RT-PCR et risque infectieux

« La qRT-PCR est très sensible et peut continuer à détecter l'excrétion d'ARN viral sur des périodes prolongées, ce qui rend crucial de différencier le moment où cette excrétion indique un risque infectieux continu et celui où le risque a disparu », expliquent les auteurs. Pour les trois autres chiens, négatifs en isolement viral, les courbes des résultats de la qRT-PCR « suggèrent que le moment du prélèvement a pu commencer après le pic d'excrétion virale ». En pratique, ils estiment que, « attendre une qRT-PCR négative, ou une série de deux résultats négatifs, pour estimer que le chien ne représente plus un risque infectieux, conduiraient à des périodes de claustration très longues », puisque les chiens continuent à être positifs avec ce test. Les auteurs rappellent qu'en humaine, des sujets infectés par le virus de la rougeole, ancêtre direct du virus de la maladie de Carré, ne sont plus considérés comme infectieux 4 jours après l'éruption cutanée (qui se produit 10 à 14 jours après le début de l'infection.

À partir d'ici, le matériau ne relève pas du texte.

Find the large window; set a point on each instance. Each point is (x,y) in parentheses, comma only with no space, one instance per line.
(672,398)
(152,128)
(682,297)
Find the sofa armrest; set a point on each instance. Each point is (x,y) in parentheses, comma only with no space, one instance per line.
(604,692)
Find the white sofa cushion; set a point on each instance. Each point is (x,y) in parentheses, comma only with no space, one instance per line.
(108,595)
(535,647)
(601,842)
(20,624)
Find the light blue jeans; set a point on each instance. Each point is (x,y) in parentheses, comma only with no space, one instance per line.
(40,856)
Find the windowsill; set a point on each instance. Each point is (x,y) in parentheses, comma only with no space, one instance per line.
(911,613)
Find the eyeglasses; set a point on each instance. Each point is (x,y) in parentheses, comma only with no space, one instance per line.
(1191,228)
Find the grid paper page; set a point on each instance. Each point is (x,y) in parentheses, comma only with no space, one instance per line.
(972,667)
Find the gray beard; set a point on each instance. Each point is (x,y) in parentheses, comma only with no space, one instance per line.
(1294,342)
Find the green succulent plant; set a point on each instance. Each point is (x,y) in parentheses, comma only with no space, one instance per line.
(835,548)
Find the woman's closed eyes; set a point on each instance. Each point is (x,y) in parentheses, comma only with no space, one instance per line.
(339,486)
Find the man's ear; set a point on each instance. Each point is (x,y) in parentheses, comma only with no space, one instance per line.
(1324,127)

Un marqueur de l'infectiosité ?

Mais les auteurs entrevoient une autre application pratique à leurs résultats : « le pic de charge virale et les jours qui l'entourent pourraient être utilisés comme un marqueur fonctionnel, pour évaluer la fin du risque infectieux ». Selon eux, disposer d'un second résultat d'une nouvelle analyse après le pic de charge viral, pour lequel « la charge virale a diminué (par rapport au pic) semble indiquer que le potentiel infectieux est très probablement passé et que le chien peut être considéré » comme non contagieux. Ils soulignent que « des recherches supplémentaires sont déjà en cours, pour clarifier si le marqueur de la charge virale diminuant à partir du pic sera corrélé de manière cohérente avec la fin du risque infectieux. D'autres études sont également nécessaires pour déterminer si l'utilisation d'un tel marqueur est pratique et permet de sauver des vies en cas d'épizootie ».